Risk Metrics that Connect to Retention
It’s easier to turn risk data into business intelligence when teams share a small set of joint metrics. The table below shows how to turn fraud signals into ways to keep customers.
|
Risk signal you already collect |
What it often means |
Retention lever |
KPI to watch |
|---|---|---|---|
|
Repeat declines on known devices |
Payment friction, not fraud |
Better retries, alternate methods, proactive support |
Authorization rate, repeat purchase rate |
|
Login velocity and abnormal resets |
Account takeover pressure |
Step up only when needed, faster recovery |
Support time to resolution, returning users |
|
Refund bursts and policy edge cases |
First-party misuse |
Clearer policies, smarter refund workflows |
Dispute rate, churn after refund |
|
Multi-account patterns |
Promo abuse or farming |
Targeted limits, fair use rules |
LTV by segment, promo ROI |
|
High-risk payouts or withdrawals |
Fraud attempts or mule activity |
Controls that do not block trusted users |
Loss rate, retention of verified users |
If your account is taken over, it will cost a lot of money. Equifax looked at information about merchant data and found that ATO chargeback losses were 76% higher than usual, at $576 per incident compared to $271. This kind of gap is why preventing takeovers is good for keeping customers: it means fewer losses and fewer customers who feel unsafe.

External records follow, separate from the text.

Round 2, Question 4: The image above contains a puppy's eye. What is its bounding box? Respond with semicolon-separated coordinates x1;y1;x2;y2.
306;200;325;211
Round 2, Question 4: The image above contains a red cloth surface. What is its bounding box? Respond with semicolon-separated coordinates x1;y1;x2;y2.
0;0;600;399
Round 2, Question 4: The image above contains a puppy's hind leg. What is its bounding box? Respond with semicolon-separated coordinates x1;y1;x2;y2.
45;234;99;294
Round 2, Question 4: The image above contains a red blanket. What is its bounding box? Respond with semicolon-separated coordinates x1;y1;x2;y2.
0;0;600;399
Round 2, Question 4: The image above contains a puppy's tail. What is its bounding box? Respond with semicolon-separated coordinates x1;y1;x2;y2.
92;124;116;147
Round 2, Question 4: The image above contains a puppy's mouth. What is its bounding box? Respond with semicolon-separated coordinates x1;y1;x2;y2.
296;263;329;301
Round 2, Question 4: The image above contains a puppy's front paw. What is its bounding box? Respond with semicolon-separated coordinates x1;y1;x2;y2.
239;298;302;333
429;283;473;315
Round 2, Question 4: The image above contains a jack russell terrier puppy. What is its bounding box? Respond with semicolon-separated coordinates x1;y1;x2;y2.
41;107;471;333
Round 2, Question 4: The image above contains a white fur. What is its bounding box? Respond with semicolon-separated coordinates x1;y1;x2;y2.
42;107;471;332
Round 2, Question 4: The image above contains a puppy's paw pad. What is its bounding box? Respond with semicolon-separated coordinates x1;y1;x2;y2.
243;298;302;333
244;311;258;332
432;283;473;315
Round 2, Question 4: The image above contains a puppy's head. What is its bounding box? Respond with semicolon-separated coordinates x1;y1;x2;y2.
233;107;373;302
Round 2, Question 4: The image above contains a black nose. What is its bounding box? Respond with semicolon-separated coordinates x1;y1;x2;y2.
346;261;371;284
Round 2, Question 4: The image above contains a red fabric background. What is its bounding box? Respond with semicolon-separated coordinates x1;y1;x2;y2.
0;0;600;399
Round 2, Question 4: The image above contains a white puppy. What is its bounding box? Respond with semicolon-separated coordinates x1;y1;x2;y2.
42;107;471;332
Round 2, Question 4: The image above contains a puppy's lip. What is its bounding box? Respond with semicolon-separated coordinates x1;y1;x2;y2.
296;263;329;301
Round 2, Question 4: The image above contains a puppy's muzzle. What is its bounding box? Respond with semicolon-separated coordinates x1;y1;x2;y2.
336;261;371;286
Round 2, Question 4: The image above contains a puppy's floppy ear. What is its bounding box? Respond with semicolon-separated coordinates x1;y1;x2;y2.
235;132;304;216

A Practical Workflow for Retention Focused Risk Data
If you want risk data to improve retention, not just reduce fraud, the workflow has to include product and support. Here is a simple model teams can use without creating a new department.
Make sure users are connected across different sessions by linking them based on their device, payment method and behaviour. Also, keep track of these connections.
To understand a friction ladder, you need to know what to do at each risk level. You can allow things at the first level or allow things but keep an eye on them at the second level. At the third level, you need to step in and review things manually. At the fourth level, you need to block things.
Finally, make sure you close the loop by feeding back confirmed chargebacks, confirmed good orders and support resolutions so that the system learns what legit looks like.
Every week, check the retention risk panel and include:
- Declines that aren’t real;
- Attempts to take over;
- Abuse of refunds;
- The most difficult points for each group.
Try to fix one small problem every week. This could be as easy as changing a message on the checkout page, tightening a promotion rule or improving recovery after lockouts.
The Retention Upside
The job of preventing fraud is often about reducing losses, but the most important thing is to keep people’s trust. If customers can log in easily, pay without problems and get back on track quickly if there’s any suspicious activity, they’ll stick around and complain less.
The information about risk is already in your systems. The companies that keep more customers are usually the ones that treat that data as something valuable – not just a security record.